第1章 *幽かに、愛*
暫くすると、
佳奈と翔さんだけじゃなくて
母ちゃんも
父ちゃんも
姉ちゃんも、俺の家族は勢揃いだ。
母ちゃんは、俺の名前を呼びながら泣いて
姉ちゃんも、いつもはあんだけ俺に暴言吐いてんのに、今日はブッサイクな顔して泣いてんの。
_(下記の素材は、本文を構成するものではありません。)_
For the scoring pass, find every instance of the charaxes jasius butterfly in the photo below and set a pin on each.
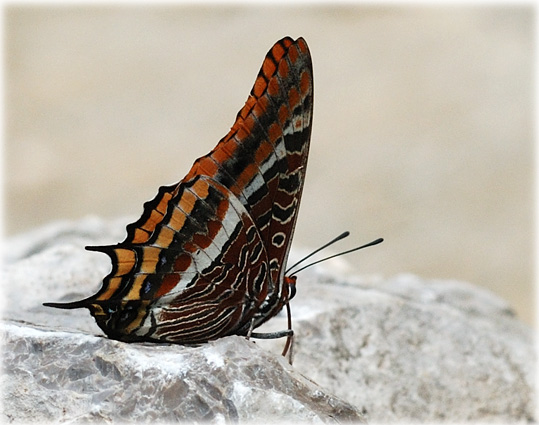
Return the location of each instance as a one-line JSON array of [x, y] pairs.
[[207, 257]]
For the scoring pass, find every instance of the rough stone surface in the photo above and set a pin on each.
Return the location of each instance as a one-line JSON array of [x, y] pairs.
[[399, 349]]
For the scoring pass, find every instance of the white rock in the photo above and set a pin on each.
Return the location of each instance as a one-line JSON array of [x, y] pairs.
[[402, 349]]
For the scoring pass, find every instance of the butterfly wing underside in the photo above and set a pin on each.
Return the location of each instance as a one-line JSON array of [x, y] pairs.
[[207, 257]]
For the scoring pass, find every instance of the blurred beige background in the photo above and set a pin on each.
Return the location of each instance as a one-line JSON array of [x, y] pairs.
[[423, 127]]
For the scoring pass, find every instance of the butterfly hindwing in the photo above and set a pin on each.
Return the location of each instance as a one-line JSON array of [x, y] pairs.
[[207, 257]]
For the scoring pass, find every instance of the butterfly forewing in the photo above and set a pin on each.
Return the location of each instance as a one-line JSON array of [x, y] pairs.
[[207, 257]]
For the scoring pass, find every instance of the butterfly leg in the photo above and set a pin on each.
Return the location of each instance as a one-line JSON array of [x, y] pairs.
[[289, 333]]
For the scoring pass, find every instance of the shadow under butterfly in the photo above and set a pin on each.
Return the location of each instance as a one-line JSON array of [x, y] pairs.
[[207, 258]]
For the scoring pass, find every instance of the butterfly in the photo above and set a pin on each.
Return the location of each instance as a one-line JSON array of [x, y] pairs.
[[207, 258]]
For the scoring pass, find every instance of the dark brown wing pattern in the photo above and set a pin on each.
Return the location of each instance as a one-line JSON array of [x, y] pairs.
[[207, 257]]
父ちゃんは、「オマエは親不孝もんだ!!」って、今日も怒ってる。
……死んだ時ぐらい、そんな怒んないでよ。
・
でも、なんで俺は死んだんだ?
死んだことは、かろうじて理解はしたけど
原因が分からない。
というか死んだのに俺、妙に落ち着いてんだよ。
死んだ自分を目の当たりにして、
……自分が幽霊になって浮いてることがなんかおもしれぇんだよな。
・
・
「……ごめんなさい、」
・
・
未だ肩を震わせて泣いていた佳奈が、
翔さんに肩を支えながら
一つ言葉を落とした。
今にも消え入りそうな、か細い声だ。
・
「どうして、高田が謝るんだよ」
「そうよ。 佳奈ちゃんが謝ることなんてなんにも、」
・
翔さんと姉ちゃんが、困惑してる。
父ちゃんと母ちゃんもまた、佳奈の顔を見ながら呆然としていた。
・
「私がいなかったら、こんなことには……二宮くんが、私を助けなかったら、……」
・
また泣き出した佳奈は、膝から崩れ落ちた。
・
・
佳奈の話によると、
俺はどうやら、車に轢かれそうになった佳奈を自分を犠牲にしてまで助けたらしい。
わぁー俺、なんてカッコイイの。
自分で言うのもなんだけど、かっこよすぎるわー。
・
「私が、誘ったんです。 一緒に帰ろって。 そしたら、その帰り道、……」
「高田。 高田は悪くないよ。 悪いのは、車だろ? 信号は青だったて、」
「でも……!!」
「二宮も、高田を責めたりしないよ」
・
そうだよ、佳奈。
オマエは、悪くない。
俺が助けたかったから、助けたんだ。
これで俺が死なずにオマエが死んでたら俺、もっと後悔してた。
・
死んだのが俺でよかったよ。
オマエは生きてて、本当によかった。